Some limitations may reduce the impact of the outcomes presented here. First, this work is an unplanned retrospective study of the CALYPSO phase III trial and results will have to be validated in another cohort of patients. Second, CA-125 concentrations were assessed in patients from different countries using different tests. Variability related to the use of different immunoassays might have contributed to increase inter- and IIV and to scatter kinetic parameter results.

Moreover, there are limitations while extrapolating the present outcomes to clinical situations, as our results are bound to the patient population enrolled in the CALYPSO trial and its primary objective, that is, to compare two platinum-based chemotherapy regimens on progression-free survival in ROC patients. As a result, our outcomes may not necessarily be applicable to patients who are potential candidates for primary or interval debulking surgery. Moreover, we had no data for investigating the predictive value of forecasted tumour size on tumour resectability. Thus, we have planned to investigate the value of our predictions in a study specifically designed to assess the role of surgery.

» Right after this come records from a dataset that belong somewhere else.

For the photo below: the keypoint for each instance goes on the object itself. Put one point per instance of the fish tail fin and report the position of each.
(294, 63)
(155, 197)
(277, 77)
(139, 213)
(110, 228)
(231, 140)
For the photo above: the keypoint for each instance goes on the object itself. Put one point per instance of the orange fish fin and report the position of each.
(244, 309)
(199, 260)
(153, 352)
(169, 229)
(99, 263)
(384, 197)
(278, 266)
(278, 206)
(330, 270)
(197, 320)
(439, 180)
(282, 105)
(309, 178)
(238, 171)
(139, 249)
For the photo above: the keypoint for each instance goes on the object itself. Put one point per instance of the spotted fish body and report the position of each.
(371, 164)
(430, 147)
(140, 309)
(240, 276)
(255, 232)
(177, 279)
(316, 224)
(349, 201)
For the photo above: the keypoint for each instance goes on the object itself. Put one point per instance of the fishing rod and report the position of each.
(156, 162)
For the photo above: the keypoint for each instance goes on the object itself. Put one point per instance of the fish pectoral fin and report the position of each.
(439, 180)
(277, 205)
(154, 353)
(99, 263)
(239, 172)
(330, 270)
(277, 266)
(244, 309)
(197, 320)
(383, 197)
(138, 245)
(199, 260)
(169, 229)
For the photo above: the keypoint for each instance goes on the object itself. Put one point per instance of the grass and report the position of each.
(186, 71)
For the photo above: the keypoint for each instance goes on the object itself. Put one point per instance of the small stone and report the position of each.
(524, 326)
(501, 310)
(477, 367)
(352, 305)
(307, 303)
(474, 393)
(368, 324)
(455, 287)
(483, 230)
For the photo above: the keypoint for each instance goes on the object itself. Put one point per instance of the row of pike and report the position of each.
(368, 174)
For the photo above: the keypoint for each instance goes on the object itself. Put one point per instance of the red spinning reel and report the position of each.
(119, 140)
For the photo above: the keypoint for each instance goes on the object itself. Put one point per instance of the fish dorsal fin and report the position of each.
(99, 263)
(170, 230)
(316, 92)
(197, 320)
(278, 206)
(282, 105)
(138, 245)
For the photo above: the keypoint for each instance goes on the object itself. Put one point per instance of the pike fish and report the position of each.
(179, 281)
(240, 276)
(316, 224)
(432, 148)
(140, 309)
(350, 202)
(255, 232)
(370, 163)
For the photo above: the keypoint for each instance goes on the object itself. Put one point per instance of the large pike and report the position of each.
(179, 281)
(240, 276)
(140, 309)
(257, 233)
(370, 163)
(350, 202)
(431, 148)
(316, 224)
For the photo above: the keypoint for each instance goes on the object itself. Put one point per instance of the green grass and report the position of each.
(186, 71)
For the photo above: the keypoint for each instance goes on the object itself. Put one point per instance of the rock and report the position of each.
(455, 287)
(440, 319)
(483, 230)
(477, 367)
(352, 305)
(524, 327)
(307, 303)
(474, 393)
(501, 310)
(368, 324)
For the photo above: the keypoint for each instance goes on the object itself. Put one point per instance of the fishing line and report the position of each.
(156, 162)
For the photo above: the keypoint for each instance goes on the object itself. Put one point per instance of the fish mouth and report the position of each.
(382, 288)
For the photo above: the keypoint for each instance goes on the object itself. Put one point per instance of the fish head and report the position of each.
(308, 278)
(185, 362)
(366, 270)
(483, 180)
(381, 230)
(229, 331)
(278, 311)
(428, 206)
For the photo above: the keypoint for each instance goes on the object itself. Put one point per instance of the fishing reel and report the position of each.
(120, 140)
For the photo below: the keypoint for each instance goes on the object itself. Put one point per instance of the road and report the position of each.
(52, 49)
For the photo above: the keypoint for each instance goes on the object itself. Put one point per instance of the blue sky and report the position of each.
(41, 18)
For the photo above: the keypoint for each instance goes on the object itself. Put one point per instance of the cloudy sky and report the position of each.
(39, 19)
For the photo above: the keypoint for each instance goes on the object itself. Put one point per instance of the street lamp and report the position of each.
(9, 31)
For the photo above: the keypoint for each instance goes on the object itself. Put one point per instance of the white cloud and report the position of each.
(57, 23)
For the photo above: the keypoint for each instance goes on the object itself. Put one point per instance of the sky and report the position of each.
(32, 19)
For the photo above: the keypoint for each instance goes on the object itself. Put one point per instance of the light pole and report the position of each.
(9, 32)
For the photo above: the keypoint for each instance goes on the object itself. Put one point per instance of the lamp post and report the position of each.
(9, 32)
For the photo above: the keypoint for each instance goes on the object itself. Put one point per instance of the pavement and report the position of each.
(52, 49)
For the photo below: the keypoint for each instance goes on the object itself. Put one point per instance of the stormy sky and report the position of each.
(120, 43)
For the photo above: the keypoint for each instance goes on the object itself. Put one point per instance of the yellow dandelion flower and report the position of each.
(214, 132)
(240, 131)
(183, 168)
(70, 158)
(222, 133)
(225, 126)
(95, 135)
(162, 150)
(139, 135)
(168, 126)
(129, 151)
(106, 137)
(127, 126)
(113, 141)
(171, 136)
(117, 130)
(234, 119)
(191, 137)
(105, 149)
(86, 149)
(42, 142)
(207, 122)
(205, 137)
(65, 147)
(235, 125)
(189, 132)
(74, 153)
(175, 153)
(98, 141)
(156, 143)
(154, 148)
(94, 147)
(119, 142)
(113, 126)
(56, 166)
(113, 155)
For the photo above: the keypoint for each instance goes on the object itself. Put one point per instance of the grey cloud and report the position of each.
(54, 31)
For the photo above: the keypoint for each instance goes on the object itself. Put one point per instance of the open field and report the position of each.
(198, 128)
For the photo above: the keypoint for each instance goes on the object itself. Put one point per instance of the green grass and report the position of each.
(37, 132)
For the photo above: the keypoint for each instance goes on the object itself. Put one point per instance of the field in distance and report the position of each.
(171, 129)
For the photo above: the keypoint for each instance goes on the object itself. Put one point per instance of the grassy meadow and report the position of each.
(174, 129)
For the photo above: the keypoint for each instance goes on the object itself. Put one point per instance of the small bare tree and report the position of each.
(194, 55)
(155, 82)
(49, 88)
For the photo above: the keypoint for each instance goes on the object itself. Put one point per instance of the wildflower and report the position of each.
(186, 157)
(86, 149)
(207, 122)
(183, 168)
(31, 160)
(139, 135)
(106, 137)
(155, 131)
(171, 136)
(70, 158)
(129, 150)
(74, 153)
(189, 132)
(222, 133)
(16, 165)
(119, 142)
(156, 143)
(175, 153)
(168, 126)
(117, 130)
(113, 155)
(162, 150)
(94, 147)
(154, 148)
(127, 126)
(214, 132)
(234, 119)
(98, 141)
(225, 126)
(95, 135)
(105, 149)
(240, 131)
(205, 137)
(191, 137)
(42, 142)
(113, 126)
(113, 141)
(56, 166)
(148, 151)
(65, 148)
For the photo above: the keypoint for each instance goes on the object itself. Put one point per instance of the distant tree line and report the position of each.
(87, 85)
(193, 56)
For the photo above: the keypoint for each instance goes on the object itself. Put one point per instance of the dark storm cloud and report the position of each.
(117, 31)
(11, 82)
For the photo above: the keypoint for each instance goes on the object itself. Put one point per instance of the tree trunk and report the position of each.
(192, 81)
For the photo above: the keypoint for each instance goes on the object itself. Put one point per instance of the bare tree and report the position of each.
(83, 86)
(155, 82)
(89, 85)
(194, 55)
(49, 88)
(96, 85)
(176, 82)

Despite these limitations, the present model-based study suggests a quantifiable link between CA-125 kinetics and tumour size changes and the potential prediction of tumour burden based on CA-125 variations. If these results are confirmed, relevant information may be derived for management of ovarian cancer patients, particularly by guiding surgical decision making in a setting where imaging has limited utility. Although model building is a complex process, models could be easily implemented on routine settings. An online programme integrating the models could automatically calculate individually modelled kinetic parameters of interest, and thus predict tumour response, based on a few CA-125 time points measured during treatment. Furthermore, this model-based approach may have other applications such as analysis of other tumour markers for different groups of cancer patients, or as a predictor of drug efficacy for drug development.

Quantification of the links between survival and early changes in tumour size and/or CA-125 (predicted with the present model), analogous to the work of Claret et al (2009), has been planned.